Ferreira Gullar, pseudônimo de José Ribamar Ferreira (São Luís, 10 de setembro de 1930 – Rio de Janeiro, 4 de dezembro de 2016), foi um escritor, poeta, crítico de arte, biógrafo, tradutor, memorialista e ensaísta brasileiro. Um dos fundadores do neoconcretismo, Gullar é considerado um dos maiores escritores brasileiros do século 20.

Ganhou o concurso de poesia promovido pelo Jornal de Letras com seu poema "O Galo" em 1950. Recebeu também os prêmios Molière e Saci, além de outros do teatro em 1966, com “Se correr o bicho pega, se ficar o bicho come”, considerada uma obra prima do teatro moderno brasileiro.

Em 2002, foi indicado por nove professores dos Estados Unidos, do Brasil e de Portugal para o Prêmio Nobel de Literatura. Em 2007, seu livro “Resmungos” ganhou o Prêmio Jabuti de melhor livro de ficção do ano. O livro, editado pela Imprensa Oficial do Estado de São Paulo, reúne crônicas de Gullar publicadas no jornal Folha de S. Paulo no ano de 2005. Foi considerado pela Revista Época um dos 100 brasileiros mais influentes do ano de 2009.

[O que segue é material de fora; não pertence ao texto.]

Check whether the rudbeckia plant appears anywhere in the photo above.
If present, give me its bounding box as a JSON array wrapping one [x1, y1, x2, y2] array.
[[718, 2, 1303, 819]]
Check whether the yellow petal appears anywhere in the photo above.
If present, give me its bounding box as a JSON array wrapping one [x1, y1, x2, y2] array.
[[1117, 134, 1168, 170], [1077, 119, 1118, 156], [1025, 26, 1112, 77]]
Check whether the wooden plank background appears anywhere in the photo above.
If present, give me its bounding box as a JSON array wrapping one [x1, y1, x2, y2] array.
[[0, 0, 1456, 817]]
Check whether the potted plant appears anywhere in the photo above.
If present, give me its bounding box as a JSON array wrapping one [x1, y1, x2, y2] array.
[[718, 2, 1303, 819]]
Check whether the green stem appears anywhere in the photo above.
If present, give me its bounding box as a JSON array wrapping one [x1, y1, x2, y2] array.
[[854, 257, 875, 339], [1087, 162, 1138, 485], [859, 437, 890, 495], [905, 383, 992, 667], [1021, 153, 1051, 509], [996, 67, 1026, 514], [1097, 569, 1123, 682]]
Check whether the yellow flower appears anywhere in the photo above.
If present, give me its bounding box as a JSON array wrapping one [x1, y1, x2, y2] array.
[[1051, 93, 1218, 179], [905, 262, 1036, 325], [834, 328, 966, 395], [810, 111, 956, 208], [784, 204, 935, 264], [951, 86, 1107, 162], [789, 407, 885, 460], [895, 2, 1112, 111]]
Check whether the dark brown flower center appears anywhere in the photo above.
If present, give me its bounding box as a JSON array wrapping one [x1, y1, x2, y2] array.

Em 2010, recebeu o prêmio Camões. No mesmo ano, foi contemplado com o título de Doutor Honoris causa, na Faculdade de Letras da UFRJ.

Em 20 de outubro de 2011, ganhou o Prêmio Jabuti com o livro de poesia “Em Alguma Parte Alguma”, que foi considerado "O Livro do Ano" de ficção.

Ferreira Gullar tomou posse na Academia Brasileira de Letras, em dezembro de 2014.